Uranium is the primary source of fuel for nuclear power plants and we currently have enough in reserve to last for several decades to come. However, thorium is also believed to be a useful source of fuel for nuclear power plants and is a much greener alternative. Countries all over the world, including Russia and China, are already making plans to use thorium to fuel their reactors.
Nuclear energy also has the ability to be the wave of the future when it comes to harnessing renewable forms of energy.
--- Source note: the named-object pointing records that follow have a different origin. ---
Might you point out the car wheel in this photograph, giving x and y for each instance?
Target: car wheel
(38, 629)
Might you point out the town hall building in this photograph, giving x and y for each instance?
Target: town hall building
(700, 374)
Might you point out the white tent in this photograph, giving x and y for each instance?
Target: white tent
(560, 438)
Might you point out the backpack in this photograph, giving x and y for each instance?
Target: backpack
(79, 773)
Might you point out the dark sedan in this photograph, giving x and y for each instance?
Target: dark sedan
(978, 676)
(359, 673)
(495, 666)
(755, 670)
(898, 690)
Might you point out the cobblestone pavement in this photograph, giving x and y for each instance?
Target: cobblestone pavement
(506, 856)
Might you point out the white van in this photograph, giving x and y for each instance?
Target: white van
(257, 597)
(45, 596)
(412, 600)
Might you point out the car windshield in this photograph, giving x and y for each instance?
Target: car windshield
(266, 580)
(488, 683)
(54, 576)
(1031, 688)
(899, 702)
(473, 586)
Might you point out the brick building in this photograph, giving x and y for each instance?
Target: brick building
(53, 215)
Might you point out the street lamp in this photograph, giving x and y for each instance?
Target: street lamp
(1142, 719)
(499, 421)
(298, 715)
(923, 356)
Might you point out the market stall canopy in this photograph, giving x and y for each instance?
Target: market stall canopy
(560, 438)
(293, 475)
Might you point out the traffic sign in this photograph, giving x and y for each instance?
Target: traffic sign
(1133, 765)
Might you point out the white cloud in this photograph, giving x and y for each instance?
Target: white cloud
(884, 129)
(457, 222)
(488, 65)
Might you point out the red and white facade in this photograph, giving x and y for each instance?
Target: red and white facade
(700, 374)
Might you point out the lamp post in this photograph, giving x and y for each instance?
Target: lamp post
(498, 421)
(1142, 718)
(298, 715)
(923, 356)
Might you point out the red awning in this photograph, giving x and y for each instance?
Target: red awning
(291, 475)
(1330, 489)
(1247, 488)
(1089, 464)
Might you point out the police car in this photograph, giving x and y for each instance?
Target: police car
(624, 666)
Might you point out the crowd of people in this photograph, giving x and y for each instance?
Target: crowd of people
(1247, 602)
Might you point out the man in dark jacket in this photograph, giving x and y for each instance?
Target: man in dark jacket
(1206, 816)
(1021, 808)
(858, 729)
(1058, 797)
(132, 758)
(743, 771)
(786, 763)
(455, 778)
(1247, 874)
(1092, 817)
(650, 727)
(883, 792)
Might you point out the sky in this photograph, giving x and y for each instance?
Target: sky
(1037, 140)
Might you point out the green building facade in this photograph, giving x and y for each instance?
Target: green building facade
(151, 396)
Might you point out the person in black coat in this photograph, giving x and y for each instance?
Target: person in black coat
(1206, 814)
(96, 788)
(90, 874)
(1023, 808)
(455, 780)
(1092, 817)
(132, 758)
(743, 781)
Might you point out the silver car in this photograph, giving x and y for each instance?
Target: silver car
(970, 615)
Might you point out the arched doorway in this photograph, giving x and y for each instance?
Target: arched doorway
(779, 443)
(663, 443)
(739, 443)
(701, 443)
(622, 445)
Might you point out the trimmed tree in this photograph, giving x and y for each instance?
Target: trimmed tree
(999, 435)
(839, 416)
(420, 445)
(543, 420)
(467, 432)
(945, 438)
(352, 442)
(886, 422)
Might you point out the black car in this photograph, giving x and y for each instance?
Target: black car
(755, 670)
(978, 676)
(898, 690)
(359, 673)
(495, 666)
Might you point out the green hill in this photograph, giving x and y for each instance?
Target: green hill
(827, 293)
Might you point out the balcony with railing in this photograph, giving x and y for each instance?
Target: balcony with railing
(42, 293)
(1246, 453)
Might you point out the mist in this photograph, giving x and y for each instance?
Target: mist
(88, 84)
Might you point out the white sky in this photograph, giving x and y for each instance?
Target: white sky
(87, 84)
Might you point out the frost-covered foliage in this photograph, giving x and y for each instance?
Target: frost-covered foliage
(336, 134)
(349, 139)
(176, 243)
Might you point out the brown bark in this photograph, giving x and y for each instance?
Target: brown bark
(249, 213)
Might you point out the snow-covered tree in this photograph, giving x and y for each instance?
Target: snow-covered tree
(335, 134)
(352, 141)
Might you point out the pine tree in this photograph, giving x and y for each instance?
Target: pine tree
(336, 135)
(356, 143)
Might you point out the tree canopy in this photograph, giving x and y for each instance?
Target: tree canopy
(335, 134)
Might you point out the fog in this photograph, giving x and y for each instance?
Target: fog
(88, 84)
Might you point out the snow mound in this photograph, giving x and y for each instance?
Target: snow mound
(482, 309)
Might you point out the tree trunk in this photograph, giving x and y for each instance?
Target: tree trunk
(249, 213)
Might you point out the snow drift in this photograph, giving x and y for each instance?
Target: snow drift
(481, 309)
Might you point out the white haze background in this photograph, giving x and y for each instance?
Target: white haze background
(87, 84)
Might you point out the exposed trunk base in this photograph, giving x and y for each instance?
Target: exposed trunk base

Scientists are bullish on the prospect of using nuclear fusion and if they are able to control atomic fusion, we could be left with an inexhaustible energy supply for future generations to enjoy.
List of Cons of Nuclear Energy
1. Increase In Accidents
The presence of nuclear power plants leads to accidents, which can cause serious problems for the areas where nuclear power plants are located. When humans are exposed to nuclear radiation, the effects are typically long term, as we all saw during the Chernobyl incident. It is believed that close to 30,000 people perished during Chernobyl, with untold millions continuing to experience side effects today.
Japan also recently experienced an accident with one of their nuclear power plants. While civilian casualties were limited, the resulting effects on the surrounding environment were disastrous. There is no foolproof method to prevent these calamities.
2. Radioactive Waste
While a nuclear power plant does not release large amounts of toxic chemicals into the atmosphere, the process of turning the nuclear power into fuel can lead to an increase in radioactive waste. Mining and enrichment can cause certain issues. Management of the radioactive waste can also be problematic, as there is no way of guaranteeing its complete removal.